Изр. гл. 5 О паломничестве

                Собственно говоря, само паломничество как таковое, в привычном понимании,  началось для меня именно с этого дня.
 

                О ПАЛОМНИЧЕСТВЕ

                Что до сих пор известно о паломничество?         
                Существует литературный жанр,  с забытым нынче названием – «Хождения».  Это один из древнейших жанров русской литературы: воспоминания и дневники путешествий, путевые записки. Они берут свое начало еще в до монгольской Руси и наиболее древний письменный памятник, относящийся к этому жанру — «Житие и хождение Даниила, Русской земли игумена». Его автор, настоятель одного из черниговских монастырей, в 1104-1106 гг. в составе группы русских паломников посетил Палестину и в течение шестнадцати месяцев путешествовал по Святой земле, осмотрев все ее основные религиозные достопримечательности. 
                В дальнейшем жители Руси (России) не раз отправлялись в дальние путешествия.
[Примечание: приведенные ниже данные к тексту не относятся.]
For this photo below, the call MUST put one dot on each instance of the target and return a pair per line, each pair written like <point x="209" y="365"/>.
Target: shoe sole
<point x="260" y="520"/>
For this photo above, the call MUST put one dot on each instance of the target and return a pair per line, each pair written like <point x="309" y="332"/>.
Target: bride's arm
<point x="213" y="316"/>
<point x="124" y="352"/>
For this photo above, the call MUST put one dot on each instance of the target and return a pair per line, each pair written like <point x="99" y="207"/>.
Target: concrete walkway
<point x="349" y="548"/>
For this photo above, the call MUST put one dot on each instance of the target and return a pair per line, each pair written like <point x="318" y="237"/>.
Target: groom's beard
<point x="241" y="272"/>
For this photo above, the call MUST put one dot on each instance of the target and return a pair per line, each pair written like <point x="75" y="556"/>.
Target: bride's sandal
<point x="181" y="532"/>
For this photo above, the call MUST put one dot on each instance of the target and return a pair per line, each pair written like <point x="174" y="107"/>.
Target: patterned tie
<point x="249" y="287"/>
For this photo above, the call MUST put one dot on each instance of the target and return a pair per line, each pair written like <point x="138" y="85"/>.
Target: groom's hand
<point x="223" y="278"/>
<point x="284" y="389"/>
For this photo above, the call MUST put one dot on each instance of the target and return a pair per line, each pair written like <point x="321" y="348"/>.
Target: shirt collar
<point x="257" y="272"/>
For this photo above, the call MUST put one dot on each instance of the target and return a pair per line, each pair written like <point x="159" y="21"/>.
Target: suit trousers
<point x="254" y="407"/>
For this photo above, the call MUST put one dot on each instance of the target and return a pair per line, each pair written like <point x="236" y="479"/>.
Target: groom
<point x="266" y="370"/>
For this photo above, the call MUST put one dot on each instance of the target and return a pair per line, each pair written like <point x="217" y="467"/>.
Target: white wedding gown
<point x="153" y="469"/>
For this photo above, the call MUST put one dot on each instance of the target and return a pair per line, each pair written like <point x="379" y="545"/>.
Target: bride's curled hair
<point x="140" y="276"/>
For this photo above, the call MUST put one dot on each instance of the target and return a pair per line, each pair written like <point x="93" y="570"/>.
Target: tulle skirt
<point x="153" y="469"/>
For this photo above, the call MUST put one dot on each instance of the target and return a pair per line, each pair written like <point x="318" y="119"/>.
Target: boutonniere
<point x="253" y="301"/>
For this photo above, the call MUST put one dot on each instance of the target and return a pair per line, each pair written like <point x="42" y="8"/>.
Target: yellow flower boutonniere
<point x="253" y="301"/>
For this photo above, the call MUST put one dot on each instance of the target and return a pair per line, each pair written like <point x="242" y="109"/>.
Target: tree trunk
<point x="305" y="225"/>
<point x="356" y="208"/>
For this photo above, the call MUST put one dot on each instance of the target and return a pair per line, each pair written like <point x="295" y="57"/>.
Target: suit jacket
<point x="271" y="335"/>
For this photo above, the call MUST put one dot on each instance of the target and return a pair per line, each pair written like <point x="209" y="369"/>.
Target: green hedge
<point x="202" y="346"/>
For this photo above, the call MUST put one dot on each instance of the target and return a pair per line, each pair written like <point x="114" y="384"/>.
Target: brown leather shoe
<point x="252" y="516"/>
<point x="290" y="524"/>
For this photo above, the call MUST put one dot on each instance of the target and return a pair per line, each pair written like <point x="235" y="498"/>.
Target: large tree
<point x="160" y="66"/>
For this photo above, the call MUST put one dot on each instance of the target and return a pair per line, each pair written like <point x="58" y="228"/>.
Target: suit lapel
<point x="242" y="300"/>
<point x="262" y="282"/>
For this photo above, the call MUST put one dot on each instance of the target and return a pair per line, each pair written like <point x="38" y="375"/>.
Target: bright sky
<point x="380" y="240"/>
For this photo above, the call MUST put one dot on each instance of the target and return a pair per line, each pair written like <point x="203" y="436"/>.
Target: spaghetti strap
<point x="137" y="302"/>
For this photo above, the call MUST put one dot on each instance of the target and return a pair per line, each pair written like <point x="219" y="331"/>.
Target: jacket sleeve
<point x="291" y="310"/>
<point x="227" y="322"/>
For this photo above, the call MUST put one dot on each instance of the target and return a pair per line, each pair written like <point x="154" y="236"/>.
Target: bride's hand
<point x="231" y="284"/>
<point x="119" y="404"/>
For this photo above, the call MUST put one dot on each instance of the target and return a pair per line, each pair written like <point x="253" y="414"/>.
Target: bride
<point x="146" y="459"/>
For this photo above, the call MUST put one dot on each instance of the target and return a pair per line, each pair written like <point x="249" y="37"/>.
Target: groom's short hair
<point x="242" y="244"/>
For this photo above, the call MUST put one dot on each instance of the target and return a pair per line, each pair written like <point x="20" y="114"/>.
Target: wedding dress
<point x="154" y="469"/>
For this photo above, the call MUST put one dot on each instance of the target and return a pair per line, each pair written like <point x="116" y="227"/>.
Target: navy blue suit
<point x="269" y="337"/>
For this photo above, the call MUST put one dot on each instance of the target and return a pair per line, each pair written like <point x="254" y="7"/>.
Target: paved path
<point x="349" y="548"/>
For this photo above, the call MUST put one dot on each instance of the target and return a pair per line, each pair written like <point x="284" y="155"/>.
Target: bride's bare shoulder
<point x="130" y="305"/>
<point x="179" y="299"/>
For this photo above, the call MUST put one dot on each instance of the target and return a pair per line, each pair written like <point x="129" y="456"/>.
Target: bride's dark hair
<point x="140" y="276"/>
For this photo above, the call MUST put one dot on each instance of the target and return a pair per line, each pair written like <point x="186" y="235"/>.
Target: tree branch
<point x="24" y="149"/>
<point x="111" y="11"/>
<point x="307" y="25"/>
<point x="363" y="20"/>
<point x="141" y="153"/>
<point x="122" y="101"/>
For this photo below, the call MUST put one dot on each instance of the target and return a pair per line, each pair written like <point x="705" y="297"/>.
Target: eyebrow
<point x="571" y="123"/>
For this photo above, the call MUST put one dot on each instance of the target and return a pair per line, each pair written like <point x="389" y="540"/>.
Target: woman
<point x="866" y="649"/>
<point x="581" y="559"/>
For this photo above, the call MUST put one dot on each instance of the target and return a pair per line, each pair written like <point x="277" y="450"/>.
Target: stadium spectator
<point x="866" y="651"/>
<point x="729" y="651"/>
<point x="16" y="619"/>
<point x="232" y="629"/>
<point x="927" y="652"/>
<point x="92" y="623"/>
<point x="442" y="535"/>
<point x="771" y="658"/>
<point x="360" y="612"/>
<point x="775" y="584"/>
Тверского купца Афанасия Никитина судьба забросила даже в Индию, результатом чего стало появление такого замечательного литературного произведения как «Хождение за три моря».
                Однако наиболее почетными и уважаемыми путешественниками считались все же паломники, которые отправлялись в путешествие не развлечения ради, а с целью посетить Гроб Господень, Святую гору Афон или же почитаемые святыни в России, например, Киево-Печерскую лавру. 
                Русское паломничество во Святую Землю началось со времени принятия русским народом христианства. Русские паломники того времени, отправляясь в Святую Землю, приготовлялись к сему странствованию как бы расставаясь с земной жизнью. Они говели, прощались с родными  и получали  благословение  духовного отца.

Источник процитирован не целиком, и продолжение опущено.